To be clear, that's only the AVX2 instrs; AVX-512 masked loads/stores are fast (..yes, even on Zen 4 where the AVX-512 masked loads/stores are fast, the AVX2 ones that do an equivalent amount of work (albeit taking the mask in a different register class) are slow). uops.info: https://uops.info/table.html?search=maskmovd%20m256&cb_lat=o...

Intel also has AVX-512 masked 512-bit 8-bit-elt stores at half the throughput of unmasked for some reason (not 256-bit or ≥16-bit-elt though; presumably culprit being the mask having 64 elts): https://uops.info/table.html?search=movdqu8%20m512&cb_lat=on...

And masked loads use some execution ports on both Intel and AMD, eating away from throughput of the main operation. All in all just not implemented for being able to needlessly use masked loads/stores in hot loops.

▲

dragontamer 6 months ago | parent [-]

Gotcha. Makes sense. Thanks for the discussion!

Overall, I agree that AVX and Neon have their warts and performance issues. But they're like 15+ years old now and designed well before GPU Compute was possible.

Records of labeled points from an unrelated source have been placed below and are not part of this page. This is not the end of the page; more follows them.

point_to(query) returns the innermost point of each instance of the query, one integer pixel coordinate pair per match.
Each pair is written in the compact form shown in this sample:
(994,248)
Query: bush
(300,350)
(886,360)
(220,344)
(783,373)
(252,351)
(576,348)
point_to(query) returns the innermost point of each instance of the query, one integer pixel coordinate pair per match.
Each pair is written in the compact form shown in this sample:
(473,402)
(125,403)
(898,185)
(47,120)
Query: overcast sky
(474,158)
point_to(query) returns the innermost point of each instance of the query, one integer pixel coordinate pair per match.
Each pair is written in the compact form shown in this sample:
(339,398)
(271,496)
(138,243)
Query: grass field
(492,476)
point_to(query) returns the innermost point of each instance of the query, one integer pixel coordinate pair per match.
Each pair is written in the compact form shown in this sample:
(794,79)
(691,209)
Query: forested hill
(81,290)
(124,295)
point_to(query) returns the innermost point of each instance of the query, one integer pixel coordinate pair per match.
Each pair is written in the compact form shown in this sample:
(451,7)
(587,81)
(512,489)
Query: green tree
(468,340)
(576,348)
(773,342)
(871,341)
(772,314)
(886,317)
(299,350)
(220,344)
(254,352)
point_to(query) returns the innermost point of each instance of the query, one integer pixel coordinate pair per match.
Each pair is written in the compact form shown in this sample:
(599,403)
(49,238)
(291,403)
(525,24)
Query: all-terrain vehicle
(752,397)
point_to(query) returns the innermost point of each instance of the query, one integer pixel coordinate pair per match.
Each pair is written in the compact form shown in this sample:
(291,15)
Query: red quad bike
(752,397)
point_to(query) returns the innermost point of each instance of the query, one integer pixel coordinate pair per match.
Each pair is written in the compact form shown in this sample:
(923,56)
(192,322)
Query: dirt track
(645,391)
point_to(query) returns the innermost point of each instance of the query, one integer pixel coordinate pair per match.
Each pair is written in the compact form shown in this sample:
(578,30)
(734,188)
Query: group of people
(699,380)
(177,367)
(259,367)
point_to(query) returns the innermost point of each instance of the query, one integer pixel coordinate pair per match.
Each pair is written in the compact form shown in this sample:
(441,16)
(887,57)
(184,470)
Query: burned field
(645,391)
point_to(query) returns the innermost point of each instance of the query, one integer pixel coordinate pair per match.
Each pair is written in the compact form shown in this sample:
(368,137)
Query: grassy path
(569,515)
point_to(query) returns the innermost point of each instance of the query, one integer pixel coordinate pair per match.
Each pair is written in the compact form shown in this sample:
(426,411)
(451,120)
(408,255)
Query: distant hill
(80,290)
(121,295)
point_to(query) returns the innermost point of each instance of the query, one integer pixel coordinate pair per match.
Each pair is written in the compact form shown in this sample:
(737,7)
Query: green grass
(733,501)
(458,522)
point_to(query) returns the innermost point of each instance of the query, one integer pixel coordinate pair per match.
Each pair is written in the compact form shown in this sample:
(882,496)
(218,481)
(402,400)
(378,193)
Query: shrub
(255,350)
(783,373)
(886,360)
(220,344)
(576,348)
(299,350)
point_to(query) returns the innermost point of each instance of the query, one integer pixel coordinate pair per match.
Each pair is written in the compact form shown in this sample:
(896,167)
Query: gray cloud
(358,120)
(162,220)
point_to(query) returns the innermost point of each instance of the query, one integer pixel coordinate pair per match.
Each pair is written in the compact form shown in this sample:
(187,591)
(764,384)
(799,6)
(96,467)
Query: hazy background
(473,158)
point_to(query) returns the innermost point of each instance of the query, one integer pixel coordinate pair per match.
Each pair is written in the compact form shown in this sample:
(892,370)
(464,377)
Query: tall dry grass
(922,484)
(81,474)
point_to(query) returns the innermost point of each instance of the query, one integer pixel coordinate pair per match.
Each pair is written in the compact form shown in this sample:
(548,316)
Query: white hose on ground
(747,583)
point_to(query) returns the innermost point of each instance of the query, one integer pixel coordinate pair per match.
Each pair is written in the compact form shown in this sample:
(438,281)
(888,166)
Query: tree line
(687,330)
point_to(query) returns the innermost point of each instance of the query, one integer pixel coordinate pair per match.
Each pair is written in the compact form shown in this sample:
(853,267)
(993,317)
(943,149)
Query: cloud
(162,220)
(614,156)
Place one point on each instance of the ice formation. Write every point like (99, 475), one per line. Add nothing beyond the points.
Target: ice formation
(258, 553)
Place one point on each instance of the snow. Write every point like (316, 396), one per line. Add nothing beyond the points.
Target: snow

> using gathers/scatters for those would be stupid and slow

This is where CPUs are really bad. GPUs will coalesce gather/scatters thanks to __shared__ memory (with human assistance of course).

But also the simplest of load/store patters are auto-detected and coalesced. So a GPU programmer doesn't have to worry about SIMD lane load/store (called vgather in AVX512) being slower. It's all optimized to hell and back.

Having a full lane-to-lane crossbar and supporting high performance memory access patterns needs to be a priority moving forward.

	▲	dzaima 6 months ago \| parent [-]
		Thanks for the info on how things look on the GPU side! A messy thing with memory performance on CPUs is that either you share the same cache hardware between scalar and vector, thereby significantly limiting how much latency you can trade for throughput, or you have to add special vector L1 cache, which is a ton of mess and silicon area; never mind uses of SIMD that are latency-sensitive, e.g. SIMD hashmap probing, or small loops. I guess you don't necessarily need that for just detecting patterns in gather indices, but nothing's gonna get a gather of consecutive 8-bit elts via 64-bit indices to not perform much slower than a single contiguous load, and 8-bit elts are quite important on CPUs for strings & co.